If you have a formula for $\frac{dy}{dx}$ and you want to find the value of $y'(0)$, then first you plug in $x=0$ to the implicit formula defining $y$, and evaluate to get the value of $y$. Then you plug in the value of $y$ you found and $x=0$ into the formula for $\frac{dy}{dx}$ to get the value of $y'(0)$. Similarly for $y''(0)$.
For example, suppose you are looking at the circle of radius $1$, $x^2+y^2=1$. Differentiating implicitly, we have:
\begin{align*}
\frac{d}{dx}(x^2+y^2) &= \frac{d}{dx}1\\
2x + 2y\frac{dy}{dx} &= 0\\
2y\frac{dy}{dx} &= -2x\\
\frac{dy}{dx} &= -\frac{x}{y}.
\end{align*}
To find $y'(0)$, we first plug in $x=0$ into $x^2+y^2=1$ to find the value of $y$ that corresponds to $x=0$; we get $y^2=1$, so $y=\pm 1$. Thus, we have two points, $(0,1)$ and $(0,-1)$. Then we plug in these values into the formula for $\frac{dy}{dx}$, and we get that in both cases we have $y'(0) = -\frac{0}{\pm 1}=0$. So $y'(0) = 0$.
For the second derivative, we again take derivatives:
\begin{align*}
\frac{dy}{dx} &= -\frac{x}{y}\\
\frac{d}{dx}\left(\frac{dy}{dx}\right) &= -\frac{d}{dx}\left(\frac{x}{y}\right)\\
\frac{d^2y}{dx^2} &= -\left(\frac{y(x)' - x(y')}{y^2}\right)\\
\frac{d^2y}{dx^2} &= \frac{x\frac{dy}{dx} - y}{y^2}\\
\frac{d^2y}{dx^2} &= \frac{x\left(-\frac{x}{y}\right) - y}{y^2}.
\end{align*}
The last equality, because $\frac{dy}{dx}=-\frac{x}{y}$. So now we plug in $x=0$, $y=\pm 1$ into this equation, and we get that $y''(0) = -\frac{y}{y^2} = -\frac{1}{y} = -\frac{1}{\pm 1}=\mp 1$. That is, $y''(0)=1$ on $(0,-1)$, and $y''(0)=-1$ on $(0,1)$.

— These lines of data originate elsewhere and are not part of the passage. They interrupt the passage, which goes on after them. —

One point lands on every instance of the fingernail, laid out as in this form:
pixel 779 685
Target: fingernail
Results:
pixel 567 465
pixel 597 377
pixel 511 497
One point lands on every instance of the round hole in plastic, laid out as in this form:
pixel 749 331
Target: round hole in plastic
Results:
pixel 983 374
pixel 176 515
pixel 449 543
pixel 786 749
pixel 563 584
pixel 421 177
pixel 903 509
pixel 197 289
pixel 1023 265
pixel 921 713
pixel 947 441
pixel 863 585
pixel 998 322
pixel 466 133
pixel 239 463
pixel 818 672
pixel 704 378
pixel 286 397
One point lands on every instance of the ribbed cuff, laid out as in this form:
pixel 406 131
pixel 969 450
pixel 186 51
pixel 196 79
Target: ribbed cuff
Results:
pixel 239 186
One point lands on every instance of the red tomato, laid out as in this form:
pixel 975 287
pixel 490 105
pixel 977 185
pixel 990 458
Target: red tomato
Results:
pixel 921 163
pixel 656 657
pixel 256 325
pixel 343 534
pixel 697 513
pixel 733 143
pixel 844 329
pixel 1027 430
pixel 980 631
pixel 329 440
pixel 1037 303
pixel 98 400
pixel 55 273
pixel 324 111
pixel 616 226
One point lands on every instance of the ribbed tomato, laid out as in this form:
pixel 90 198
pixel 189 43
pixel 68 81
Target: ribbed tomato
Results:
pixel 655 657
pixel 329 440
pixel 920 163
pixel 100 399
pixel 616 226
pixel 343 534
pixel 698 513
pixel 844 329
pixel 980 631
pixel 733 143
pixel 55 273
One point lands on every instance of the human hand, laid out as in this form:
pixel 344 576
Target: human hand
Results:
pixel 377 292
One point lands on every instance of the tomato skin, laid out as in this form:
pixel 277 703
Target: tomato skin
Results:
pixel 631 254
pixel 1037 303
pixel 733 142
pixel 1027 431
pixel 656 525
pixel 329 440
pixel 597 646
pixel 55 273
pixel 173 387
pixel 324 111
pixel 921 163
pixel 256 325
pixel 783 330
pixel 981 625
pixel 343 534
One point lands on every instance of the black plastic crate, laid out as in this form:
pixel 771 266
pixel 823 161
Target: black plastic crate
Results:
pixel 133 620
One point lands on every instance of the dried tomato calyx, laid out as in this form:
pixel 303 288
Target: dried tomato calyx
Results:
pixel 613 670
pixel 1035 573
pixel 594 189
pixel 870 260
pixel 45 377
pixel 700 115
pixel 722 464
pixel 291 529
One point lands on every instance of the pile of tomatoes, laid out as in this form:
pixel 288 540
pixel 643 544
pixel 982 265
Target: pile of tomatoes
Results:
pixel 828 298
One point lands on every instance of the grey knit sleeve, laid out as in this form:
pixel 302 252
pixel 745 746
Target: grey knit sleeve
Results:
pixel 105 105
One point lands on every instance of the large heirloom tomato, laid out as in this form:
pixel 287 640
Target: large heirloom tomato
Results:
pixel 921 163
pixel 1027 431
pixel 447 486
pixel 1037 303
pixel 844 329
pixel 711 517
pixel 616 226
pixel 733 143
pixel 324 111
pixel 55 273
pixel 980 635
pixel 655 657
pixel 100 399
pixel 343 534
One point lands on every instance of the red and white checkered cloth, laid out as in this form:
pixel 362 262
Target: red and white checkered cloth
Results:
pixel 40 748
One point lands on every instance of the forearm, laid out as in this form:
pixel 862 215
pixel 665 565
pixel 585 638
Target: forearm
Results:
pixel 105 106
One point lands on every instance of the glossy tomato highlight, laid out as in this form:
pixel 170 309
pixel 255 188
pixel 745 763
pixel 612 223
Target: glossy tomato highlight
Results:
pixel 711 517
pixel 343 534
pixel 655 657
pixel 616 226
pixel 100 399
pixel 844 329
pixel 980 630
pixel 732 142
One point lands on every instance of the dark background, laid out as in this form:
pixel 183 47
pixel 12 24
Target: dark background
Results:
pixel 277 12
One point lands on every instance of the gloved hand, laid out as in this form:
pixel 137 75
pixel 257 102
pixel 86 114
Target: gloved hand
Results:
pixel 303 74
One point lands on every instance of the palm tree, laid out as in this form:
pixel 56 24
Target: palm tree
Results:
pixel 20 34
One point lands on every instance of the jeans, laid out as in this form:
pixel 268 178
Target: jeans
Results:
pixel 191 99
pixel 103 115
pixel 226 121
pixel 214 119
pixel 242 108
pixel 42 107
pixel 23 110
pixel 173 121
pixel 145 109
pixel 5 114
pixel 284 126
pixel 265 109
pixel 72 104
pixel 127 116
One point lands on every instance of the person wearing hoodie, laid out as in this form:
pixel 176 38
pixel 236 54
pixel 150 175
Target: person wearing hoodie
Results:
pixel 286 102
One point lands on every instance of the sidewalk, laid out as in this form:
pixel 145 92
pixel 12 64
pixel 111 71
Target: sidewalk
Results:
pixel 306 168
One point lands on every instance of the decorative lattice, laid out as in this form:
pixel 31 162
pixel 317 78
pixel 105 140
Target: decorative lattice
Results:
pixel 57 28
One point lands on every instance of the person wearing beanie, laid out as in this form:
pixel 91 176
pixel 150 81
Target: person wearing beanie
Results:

Of course, if your implicit curve has a single point on the vertical line $x=0$, then you only have one value of $y$ to contend with, so the process will be simpler (as far as evaluating).
But: Notice that you don't take the derivative of the function you get after evaluating at $x=0$ to get the second derivative! You have to take the entire function and only after differentiating again do you once again plug in $x=0$ and the value of $y$ in order to find $y''(0)$.
Added: If all you want is to find the values of $y''(0)$ and $y'(0)$, you can avoid some complications in the computation of $\frac{d^2y}{dx^2}$ by starting from before you solved for $y'$. In the example above, after we find that when $x=0$ we have $y=\pm 1$ and $y'(0)=0$, we can start from the second line in the computation of $y'$:
$$2x + 2y\frac{dy}{dx} = 0,$$
and after simplifying by cancelling the $2$, we can take derivatives again: just be careful with the product rule:
\begin{align*}
x + 2yy' &= 0\\
\frac{d}{dx}(x+2yy') &= 0\\
1 + 2(y'y' + yy'') &= 0\\
2(y')^2 + yy'' &= -1.
\end{align*}
Now, plugging in $x=0$, $y'(0)=0$, and $y(0)=\pm 1$, we get $\pm 1y''(0)=-1$, hence $y''(0) = \mp 1$; i.e., $y''(0)=1$ when $y=-1$ and $y''(0)=-1$ when $y=1$. Then you don't have to worry about fractions until you start solving.